As you can tell from the headline, I am deep in the process of procrastinating. While my real job calls for thousands of words about dining, I am convinced it is far more important that I drop what I am supposed to be doing and answer a question sent to me by PR boy toy Jef Tingley. Yes, he spells his name with one “f,” but I will save that analysis for a later procrastination post.
“Jef with one f” asked me how to boil an egg. Don’t laugh. How many times have you had tiny shards of shell pierce the delicate skin beneath your fingernail? I shared my secret with “Jef with one f” by private message on Facebook which made several people curious enough to email and ask (BEG!) for my secret.

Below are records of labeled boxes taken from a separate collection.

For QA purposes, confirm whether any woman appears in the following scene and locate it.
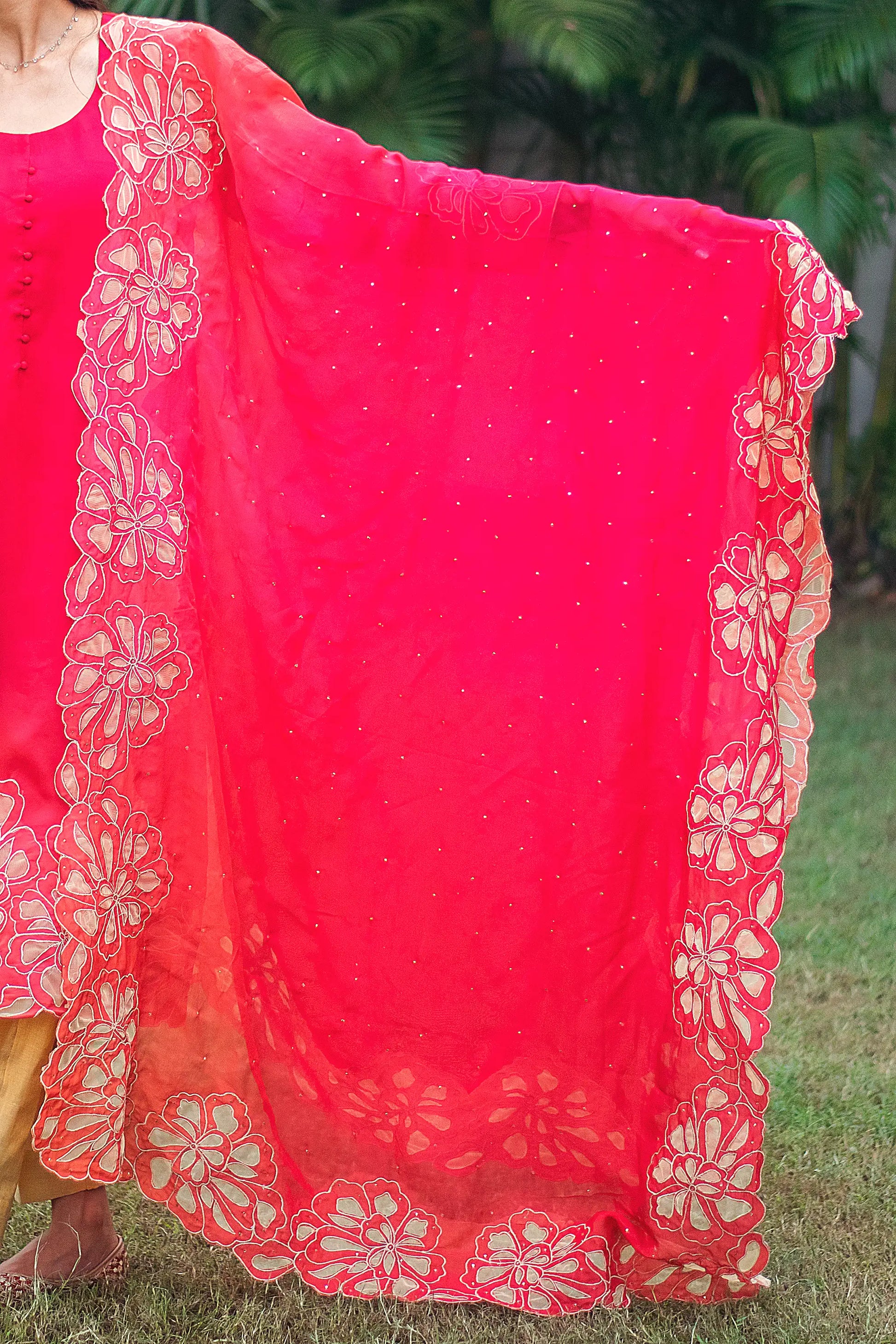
[0,0,857,1315]
[0,0,123,1282]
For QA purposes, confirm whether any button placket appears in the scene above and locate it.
[19,164,38,373]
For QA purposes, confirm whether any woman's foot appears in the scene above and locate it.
[0,1188,118,1284]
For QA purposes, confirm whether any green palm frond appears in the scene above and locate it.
[710,117,893,265]
[324,58,469,164]
[111,0,188,22]
[259,0,441,104]
[492,0,647,91]
[774,0,896,101]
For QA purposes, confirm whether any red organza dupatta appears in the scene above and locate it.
[0,16,855,1313]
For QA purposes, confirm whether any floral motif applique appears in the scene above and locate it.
[59,602,192,777]
[293,1180,445,1303]
[461,1208,627,1316]
[82,224,200,394]
[688,716,787,883]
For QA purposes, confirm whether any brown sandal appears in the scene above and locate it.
[0,1236,128,1298]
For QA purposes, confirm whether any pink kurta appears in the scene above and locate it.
[0,46,114,836]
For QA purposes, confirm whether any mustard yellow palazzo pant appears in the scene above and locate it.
[0,1012,98,1240]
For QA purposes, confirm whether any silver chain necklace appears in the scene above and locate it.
[0,15,78,75]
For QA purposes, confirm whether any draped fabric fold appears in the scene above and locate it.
[0,16,857,1315]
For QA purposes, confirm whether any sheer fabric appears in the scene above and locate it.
[0,16,857,1315]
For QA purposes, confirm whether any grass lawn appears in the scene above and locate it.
[0,607,896,1344]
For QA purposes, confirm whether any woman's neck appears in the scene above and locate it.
[0,0,79,66]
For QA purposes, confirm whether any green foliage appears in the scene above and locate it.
[710,117,893,263]
[492,0,647,91]
[775,0,896,102]
[262,0,438,104]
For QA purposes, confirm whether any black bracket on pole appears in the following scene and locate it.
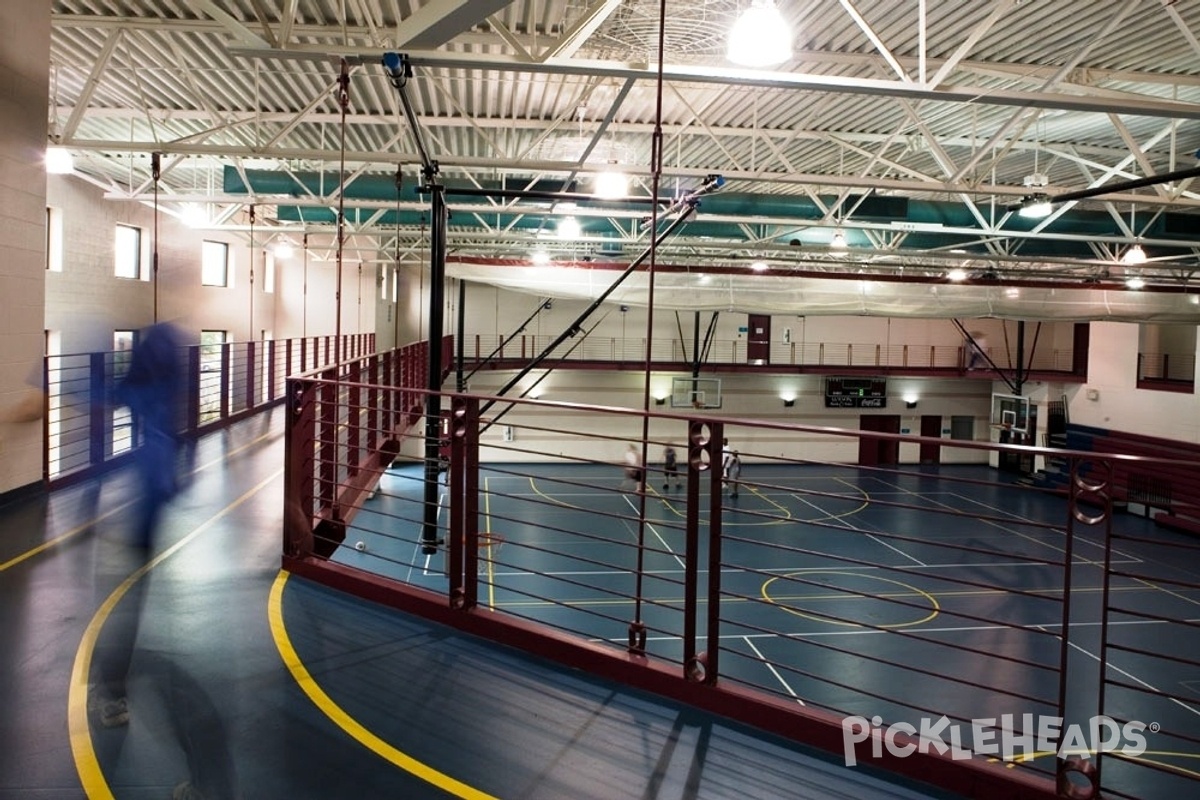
[383,53,446,555]
[479,175,725,414]
[383,53,438,184]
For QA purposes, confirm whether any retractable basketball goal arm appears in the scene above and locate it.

You are going to have to jump hard.
How is it that I hold the key to the secret method of boiling an egg? My first job in a kitchen called for me to make 300 deviled eggs every morning for 2 years. Do the freaking math. I have peeled a ****load of eggs in my day. Okay, don’t say I never gave you anything. I’m opening a vein and spilling it now:
Place ROOM TEMPERAURE eggs in lukewarm tap water. Add (a lot) of iodized salt. Bring the water to a boil slowly and allow it to “soft rumble™” (MINE!) for 3 minutes. Turn off the heat. If you are cooking on electric heat soft rumble for 2 minutes and leave the pan on the element. NOW, and this is critical: how fast they are ready will depend on how many eggs are in the water. If you have a couple dozen, leave them in the water until it is cool. Otherwise, usually 20 minutes will do. BEFORE you proceed to the next step, fish one of the eggs from the water, dry it off, and spin it. YES, SPIN IT on the counter. If it wobbles around like Stephen Doyle at 2AM, it isn’t done. If it twirls around fast and steady like Leslie Brenner when she lived in LA, it’s ready to peel. Pour out the water, NOT THE EGGS YOU NINNY, and refill the pan with cool water. Peel the eggs while they are submerged in water. Sometimes I toss a little ice in there if I find a difficult egg. If your eggs crack while cooking, like me on deadline, you’re totally screwed. Repeat the above process.
Your nubby little fingers can now type me a thank you note.
Now, back to my regularly scheduled work load.